Ясудзиро выпил и закусил кусочком тунца, приправленного имбирным корнем.

— Послушай, Тора, — продолжал Моримото, — ты не задумывался над тем, почему мы убиваем белых, черных и даже таких же желтых, как мы, людей? Что нам дурного сделали жители Австралии или Цейлона, которых мы забросали фугасными бомбами?

— Сэнсей, это враги нашей империи.

— Я понимаю это, когда передо мной воины противника. А когда под замками моих бомбодержателей женщины и дети? Ты видел сегодня убитого малыша на руках матери?

Ясудзиро промолчал. Ему тоже запомнилась рыдающая женщина в кимоно, залитом кровью ее ребенка, сидящая на земле у входа в парк Уэно.

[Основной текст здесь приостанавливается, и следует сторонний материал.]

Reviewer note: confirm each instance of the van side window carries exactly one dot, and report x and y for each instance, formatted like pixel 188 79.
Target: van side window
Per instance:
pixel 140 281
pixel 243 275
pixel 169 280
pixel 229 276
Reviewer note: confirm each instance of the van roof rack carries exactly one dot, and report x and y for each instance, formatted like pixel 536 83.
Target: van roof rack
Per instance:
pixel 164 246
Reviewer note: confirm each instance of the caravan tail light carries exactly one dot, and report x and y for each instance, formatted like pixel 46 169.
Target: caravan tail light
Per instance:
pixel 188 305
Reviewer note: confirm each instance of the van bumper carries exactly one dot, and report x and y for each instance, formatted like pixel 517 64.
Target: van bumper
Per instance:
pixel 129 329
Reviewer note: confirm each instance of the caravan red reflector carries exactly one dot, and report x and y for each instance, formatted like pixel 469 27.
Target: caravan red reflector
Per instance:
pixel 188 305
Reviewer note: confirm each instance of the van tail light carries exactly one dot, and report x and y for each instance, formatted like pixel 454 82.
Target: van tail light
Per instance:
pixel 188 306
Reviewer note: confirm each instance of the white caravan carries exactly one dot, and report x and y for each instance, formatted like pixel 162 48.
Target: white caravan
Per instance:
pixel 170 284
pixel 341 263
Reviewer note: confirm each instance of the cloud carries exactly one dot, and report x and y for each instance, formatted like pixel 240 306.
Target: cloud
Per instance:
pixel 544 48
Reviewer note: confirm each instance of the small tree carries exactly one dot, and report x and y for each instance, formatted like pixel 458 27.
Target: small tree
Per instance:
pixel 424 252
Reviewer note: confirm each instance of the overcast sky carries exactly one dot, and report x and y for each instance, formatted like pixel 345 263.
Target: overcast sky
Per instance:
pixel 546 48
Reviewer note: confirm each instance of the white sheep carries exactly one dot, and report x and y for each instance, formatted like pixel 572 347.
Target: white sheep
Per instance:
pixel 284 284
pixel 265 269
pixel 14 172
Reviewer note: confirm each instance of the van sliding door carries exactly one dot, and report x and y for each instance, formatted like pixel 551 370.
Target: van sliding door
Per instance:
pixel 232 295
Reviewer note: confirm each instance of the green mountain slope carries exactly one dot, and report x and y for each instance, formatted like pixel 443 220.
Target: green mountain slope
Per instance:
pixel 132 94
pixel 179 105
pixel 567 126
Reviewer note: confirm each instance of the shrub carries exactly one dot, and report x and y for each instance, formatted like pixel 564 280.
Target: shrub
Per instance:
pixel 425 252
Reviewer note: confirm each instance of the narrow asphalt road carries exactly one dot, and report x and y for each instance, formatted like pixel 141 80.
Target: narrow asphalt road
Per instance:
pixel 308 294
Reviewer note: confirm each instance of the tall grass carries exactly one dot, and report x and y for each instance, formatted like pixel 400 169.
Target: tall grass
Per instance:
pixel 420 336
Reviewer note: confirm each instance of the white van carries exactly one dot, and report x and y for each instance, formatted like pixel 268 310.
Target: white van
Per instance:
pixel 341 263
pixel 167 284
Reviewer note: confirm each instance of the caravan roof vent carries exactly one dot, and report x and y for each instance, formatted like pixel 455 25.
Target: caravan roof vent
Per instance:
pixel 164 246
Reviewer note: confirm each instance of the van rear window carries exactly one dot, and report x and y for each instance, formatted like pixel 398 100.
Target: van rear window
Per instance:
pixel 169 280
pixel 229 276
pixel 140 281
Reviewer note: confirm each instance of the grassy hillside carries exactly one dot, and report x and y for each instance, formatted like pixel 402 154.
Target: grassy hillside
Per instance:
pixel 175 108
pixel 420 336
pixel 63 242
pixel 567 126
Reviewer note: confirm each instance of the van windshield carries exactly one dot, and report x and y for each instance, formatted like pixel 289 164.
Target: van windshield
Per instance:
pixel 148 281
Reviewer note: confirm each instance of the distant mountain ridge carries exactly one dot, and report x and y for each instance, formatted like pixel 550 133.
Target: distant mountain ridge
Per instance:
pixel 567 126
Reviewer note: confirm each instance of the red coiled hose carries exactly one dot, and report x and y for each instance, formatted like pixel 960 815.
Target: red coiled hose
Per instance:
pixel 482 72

Моримото, раскрасневшийся от многих бокалов, бил своими словами по самым чувствительным местам:

— А ты не задумывался, Ясудзиро, над тем, что в любой момент и твое молодое и сильное тело превратится в смердящий труп или исковерканный обрубок?

Ясудзиро был ошеломлен услышанным. Под таким углом зрения он еще ни разу не смотрел на свою жизнь, службу и свои идеалы. Если бы эти речи он услышал от кого-нибудь другого, он подумал бы, что это говорит коммунист, подрыватель устоев империи, растлитель сознания верноподданных. Но это он услышал от сэнсея, своего самого авторитетного учителя, капитана 3 ранга, которого сам микадо отметил высочайшей летной наградой — орденом Золотого коршуна.

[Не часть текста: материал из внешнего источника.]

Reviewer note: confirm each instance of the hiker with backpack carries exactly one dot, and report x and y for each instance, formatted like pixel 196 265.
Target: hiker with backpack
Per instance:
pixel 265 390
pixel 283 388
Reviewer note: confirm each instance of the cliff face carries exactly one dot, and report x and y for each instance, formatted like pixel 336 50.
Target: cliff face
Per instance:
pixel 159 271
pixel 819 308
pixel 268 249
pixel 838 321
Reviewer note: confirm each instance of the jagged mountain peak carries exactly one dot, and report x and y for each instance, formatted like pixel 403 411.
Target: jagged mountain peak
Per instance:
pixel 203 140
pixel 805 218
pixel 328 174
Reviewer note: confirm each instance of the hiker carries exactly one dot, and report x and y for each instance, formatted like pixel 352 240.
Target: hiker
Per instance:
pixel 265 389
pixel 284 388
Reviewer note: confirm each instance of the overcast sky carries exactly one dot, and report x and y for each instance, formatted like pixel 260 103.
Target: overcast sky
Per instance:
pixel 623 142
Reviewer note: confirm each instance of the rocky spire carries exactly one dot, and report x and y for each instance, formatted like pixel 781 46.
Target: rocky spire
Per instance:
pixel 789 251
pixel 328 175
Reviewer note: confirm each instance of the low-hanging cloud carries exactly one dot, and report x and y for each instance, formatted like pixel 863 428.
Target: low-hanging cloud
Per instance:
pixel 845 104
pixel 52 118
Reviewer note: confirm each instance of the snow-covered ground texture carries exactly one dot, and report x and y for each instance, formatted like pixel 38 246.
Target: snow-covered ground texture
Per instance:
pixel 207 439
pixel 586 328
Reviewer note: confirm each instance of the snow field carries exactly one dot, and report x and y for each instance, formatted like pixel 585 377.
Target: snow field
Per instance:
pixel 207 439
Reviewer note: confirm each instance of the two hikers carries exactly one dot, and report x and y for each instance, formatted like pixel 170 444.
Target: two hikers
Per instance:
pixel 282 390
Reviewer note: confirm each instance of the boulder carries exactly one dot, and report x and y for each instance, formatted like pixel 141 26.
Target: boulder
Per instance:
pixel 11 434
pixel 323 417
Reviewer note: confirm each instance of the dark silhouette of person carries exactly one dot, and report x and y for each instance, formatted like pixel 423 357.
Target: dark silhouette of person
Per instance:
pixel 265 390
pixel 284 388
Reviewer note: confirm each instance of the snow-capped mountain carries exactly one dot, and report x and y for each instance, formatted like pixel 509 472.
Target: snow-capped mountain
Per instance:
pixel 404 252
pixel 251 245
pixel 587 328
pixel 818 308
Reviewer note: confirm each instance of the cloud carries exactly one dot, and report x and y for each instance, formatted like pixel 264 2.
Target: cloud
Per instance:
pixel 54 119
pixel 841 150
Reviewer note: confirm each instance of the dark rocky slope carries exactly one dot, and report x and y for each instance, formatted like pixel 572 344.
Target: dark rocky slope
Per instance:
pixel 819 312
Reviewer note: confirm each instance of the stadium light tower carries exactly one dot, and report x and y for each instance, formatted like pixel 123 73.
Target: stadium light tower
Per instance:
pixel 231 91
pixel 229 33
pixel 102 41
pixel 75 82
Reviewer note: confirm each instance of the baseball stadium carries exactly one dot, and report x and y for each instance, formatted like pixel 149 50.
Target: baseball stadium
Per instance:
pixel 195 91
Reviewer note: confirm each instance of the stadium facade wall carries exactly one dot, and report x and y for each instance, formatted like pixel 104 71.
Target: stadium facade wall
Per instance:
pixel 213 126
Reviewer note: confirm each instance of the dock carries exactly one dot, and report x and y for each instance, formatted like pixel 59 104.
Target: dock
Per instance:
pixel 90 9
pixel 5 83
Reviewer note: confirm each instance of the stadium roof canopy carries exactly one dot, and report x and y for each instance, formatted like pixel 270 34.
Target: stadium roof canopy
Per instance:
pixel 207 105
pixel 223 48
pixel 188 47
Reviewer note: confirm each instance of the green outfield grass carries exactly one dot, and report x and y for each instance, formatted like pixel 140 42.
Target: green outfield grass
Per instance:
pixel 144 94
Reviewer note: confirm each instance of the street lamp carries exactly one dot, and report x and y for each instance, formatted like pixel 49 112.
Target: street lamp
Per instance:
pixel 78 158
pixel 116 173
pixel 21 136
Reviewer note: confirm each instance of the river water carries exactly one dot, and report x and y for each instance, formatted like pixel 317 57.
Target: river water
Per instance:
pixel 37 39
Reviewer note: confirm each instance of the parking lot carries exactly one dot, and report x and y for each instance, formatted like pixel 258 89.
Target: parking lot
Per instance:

Было от чего закружиться голове! Но Моримото еще не закончил. Глядя в окно гостиницы на изуродованные взрывами бомб деревья в парке Уэно, он проговорил:

— Война закончится не скоро. Сейчас империя напоминает удава, который проглотил очень крупную добычу. Он сонный и неподвижный, истративший силы на охоте. Нужно время, чтобы переварить добычу и восстановить силы. Не знаю, дадут ли это время нам наши противники. Налет янки может служить дурным предзнаменованием.

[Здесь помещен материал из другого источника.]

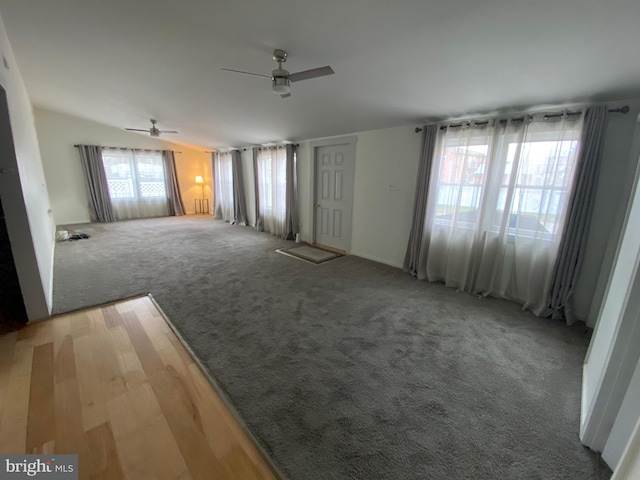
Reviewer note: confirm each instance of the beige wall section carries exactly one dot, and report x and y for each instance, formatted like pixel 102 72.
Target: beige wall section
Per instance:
pixel 24 191
pixel 59 132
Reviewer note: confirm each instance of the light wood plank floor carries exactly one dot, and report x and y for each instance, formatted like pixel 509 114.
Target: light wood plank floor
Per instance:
pixel 115 385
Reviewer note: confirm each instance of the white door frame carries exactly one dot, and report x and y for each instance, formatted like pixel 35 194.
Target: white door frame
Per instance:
pixel 350 141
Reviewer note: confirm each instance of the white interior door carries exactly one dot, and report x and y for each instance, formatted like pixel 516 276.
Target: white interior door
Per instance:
pixel 334 176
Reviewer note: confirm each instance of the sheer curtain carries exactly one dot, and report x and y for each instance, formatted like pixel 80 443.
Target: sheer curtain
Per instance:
pixel 271 173
pixel 136 183
pixel 497 203
pixel 223 178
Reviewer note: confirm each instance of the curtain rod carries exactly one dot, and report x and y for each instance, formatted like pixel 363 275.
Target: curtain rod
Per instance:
pixel 134 149
pixel 259 147
pixel 623 110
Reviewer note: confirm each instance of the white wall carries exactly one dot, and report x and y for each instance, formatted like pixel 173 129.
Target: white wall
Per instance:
pixel 59 132
pixel 612 359
pixel 381 216
pixel 619 162
pixel 628 417
pixel 24 191
pixel 629 467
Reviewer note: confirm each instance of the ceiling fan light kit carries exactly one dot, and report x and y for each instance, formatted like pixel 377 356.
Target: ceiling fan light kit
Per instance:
pixel 153 131
pixel 281 79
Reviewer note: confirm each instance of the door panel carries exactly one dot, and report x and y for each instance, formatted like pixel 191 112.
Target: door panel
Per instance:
pixel 335 167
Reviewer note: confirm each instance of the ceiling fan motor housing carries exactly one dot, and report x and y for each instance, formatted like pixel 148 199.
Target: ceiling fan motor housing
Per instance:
pixel 280 81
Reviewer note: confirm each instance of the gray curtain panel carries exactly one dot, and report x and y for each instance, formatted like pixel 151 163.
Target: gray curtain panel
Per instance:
pixel 259 220
pixel 412 257
pixel 239 202
pixel 174 197
pixel 291 215
pixel 217 212
pixel 576 229
pixel 96 180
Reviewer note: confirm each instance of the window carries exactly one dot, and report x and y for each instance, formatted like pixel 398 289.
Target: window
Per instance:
pixel 132 175
pixel 272 188
pixel 498 198
pixel 136 183
pixel 526 187
pixel 223 175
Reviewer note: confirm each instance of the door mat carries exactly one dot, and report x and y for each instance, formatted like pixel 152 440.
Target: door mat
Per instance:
pixel 309 254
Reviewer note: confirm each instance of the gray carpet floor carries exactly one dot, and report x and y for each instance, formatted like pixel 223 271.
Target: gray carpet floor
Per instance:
pixel 350 369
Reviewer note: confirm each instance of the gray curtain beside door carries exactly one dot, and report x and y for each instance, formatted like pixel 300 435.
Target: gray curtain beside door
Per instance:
pixel 96 180
pixel 414 247
pixel 576 230
pixel 174 197
pixel 239 201
pixel 291 216
pixel 259 220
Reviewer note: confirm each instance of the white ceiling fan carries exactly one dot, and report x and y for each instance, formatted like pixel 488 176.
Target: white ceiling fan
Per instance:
pixel 281 79
pixel 153 131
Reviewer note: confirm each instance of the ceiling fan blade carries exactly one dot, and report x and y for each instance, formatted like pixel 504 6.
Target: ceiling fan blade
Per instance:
pixel 246 73
pixel 313 73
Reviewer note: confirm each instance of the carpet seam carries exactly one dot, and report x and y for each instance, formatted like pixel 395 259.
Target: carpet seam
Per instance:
pixel 222 394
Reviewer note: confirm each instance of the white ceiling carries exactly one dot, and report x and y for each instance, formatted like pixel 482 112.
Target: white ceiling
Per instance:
pixel 121 62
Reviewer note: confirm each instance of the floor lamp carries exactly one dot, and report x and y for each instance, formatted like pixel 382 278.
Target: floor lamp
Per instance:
pixel 200 181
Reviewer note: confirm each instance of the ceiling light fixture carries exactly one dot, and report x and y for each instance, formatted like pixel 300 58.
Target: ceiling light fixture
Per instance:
pixel 280 84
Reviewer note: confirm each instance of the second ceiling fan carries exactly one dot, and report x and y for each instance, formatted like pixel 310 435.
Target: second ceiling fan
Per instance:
pixel 281 78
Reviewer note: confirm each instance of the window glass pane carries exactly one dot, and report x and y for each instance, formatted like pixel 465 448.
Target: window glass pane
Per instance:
pixel 119 172
pixel 462 176
pixel 150 175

По случаю первого воздушного налета на Японию по американскому радио выступил президент Рузвельт, заявивший, что бомбовые удары по Токио и Иокогаме нанесли бомбардировщики, взлетевшие с авиабазы Шангри-Ла. Японские разведчики сквозь сильные лупы просмотрели все подробнейшие карты прилегающих к Японии стран, тщетно пытаясь отыскать загадочную авиабазу. На самом деле название Шангри-Ла, позаимствованное из романа Хилтона «Потерянный горизонт», было кодовым наименованием этой воздушной операции. Тот высокопоставленный штабной офицер, который предложил название операции, был не лишен сентиментальности.

…Далекий буддийский монастырь Шангри-Ла затерялся где-то среди заоблачных вершин Гималаев. В этом сказочном месте живет китаянка, для которой остановился стремительный бег времени, и она навечно осталась молодой и красивой…

Название романтической легенды зашифровало операцию, в ходе которой погибнут более тысячи человек и шестнадцать бомбардировщиков «митчелл» не вернутся на свои базы.

Адмирал Ямамото был твердо убежден, что армейские бомбардировщики Б-25 «Митчелл» могли прилететь только с базового аэродрома. Авианосцы он исключал категорически. Причем он был уверен и в том, что самолеты прилетели с острова Мидуэй, этого ближайшего к Японии клочка суши в центральной части Тихого океана.